Às vezes eu me engano, ainda que por pouco tempo, como Chico Buarque. "E dou risada do grande amor/ Mentira." É Samba do Grande Amor, mas podia ser também Samba dos 42. "Tinha cá pra mim" naqueles quilômetros finais da maratona de Porto Alegre, em 14 de junho, que não precisava mais fazer isso de novo. Mas como eu já tive cá pra mim o mesmo sentimento em outras duas oportunidades, o que me fazia estar ali mais uma vez, às 6h45min de um domingo? Ora, porque o tempo de sofrer por uma maratona é infinitamente menor do que o prazo que antecede uma nova.
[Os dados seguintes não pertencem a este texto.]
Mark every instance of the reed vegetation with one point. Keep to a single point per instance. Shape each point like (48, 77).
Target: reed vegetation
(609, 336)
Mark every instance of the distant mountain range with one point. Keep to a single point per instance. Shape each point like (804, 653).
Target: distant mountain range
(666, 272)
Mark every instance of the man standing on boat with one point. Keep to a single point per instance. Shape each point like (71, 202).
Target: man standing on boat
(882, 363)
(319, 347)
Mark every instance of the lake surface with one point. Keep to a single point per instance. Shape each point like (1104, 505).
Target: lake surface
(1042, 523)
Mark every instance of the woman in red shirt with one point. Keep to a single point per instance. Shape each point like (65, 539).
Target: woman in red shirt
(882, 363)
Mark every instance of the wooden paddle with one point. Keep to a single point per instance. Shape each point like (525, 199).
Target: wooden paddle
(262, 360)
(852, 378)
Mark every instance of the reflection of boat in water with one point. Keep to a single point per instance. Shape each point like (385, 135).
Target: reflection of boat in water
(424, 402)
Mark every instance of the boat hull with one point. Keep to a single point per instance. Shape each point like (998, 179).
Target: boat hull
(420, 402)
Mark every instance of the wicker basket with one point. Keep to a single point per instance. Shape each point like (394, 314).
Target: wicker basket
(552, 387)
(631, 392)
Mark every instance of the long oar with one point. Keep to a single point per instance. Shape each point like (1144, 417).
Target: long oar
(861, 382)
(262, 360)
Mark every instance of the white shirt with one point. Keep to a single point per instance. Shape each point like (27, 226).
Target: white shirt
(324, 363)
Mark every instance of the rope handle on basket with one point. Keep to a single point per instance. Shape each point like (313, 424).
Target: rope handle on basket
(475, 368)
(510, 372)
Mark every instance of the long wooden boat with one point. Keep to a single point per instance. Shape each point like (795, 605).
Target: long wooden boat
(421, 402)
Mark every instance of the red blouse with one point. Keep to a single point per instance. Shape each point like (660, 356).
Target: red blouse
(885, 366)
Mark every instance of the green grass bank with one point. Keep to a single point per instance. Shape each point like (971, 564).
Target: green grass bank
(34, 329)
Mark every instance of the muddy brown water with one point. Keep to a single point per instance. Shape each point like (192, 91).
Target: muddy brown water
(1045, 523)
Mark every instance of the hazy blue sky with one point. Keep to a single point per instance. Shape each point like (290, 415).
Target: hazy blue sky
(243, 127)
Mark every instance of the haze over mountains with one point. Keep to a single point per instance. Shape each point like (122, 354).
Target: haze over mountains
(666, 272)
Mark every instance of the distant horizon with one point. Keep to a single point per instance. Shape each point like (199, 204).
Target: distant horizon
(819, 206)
Sempre tem alguém para explicar em uma metáfora o desafio de correr 42 quilômetros. Mas hoje eu inverto a lógica e, pela linha de chegada que eu supunha ser a última, tento explicar aquela pedra no meu peito que dura sempre o tempo de um novo trampolim.
Se existe um grande amor por aí, ainda não sei. Mas tem sempre alguém que aparece quando a gente menos espera (quem não procura acha, diz o ditado invertido). E vem como uma dose de euforia - a endorfina do quilômetro 21 -, aquele alívio de se chegar inteiro ao quilômetro 30 e os trejeitos que decoramos, como o percurso que cabe na cidade, mas quase não cabe na gente.
Mas nem toda essa cumplicidade dura os instantes que a gente gostaria de multiplicar. De um supetão, pode ser como lucidez não desejada - a resposta de que, no fundo, se quer ser até o fim um amador. Tal qual como ali no quilômetro 35, quando percebemos que o cálculo do ritmo não saiu como desejávamos, e a gente desacelera para não desistir.
Os cinco quilômetros finais somam mais do que os 37 primeiros. Na maratona, a exatidão é triunfo apenas do pelotão de elite. Às vezes falta fôlego, outras, força nas pernas. No quilômetro 39, é como ter feito promessa até pra Oxumaré, de subir a pé o Redentor. Se pensa no que dói, dói no que se pensa.
Para o quase amor terminar, pode ser que falte pouco. Mas a tentativa é livre até o fim, assim como a de não caminhar três quilômetros até a linha de chegada. Passa o choque, passa o pórtico. No cronômetro, marca o tempo em que questionamos se vale a pena se expor de novo. Ainda bem que essa dúvida dura pouco, e se bota a mão no fogo, então, com coração de fiador.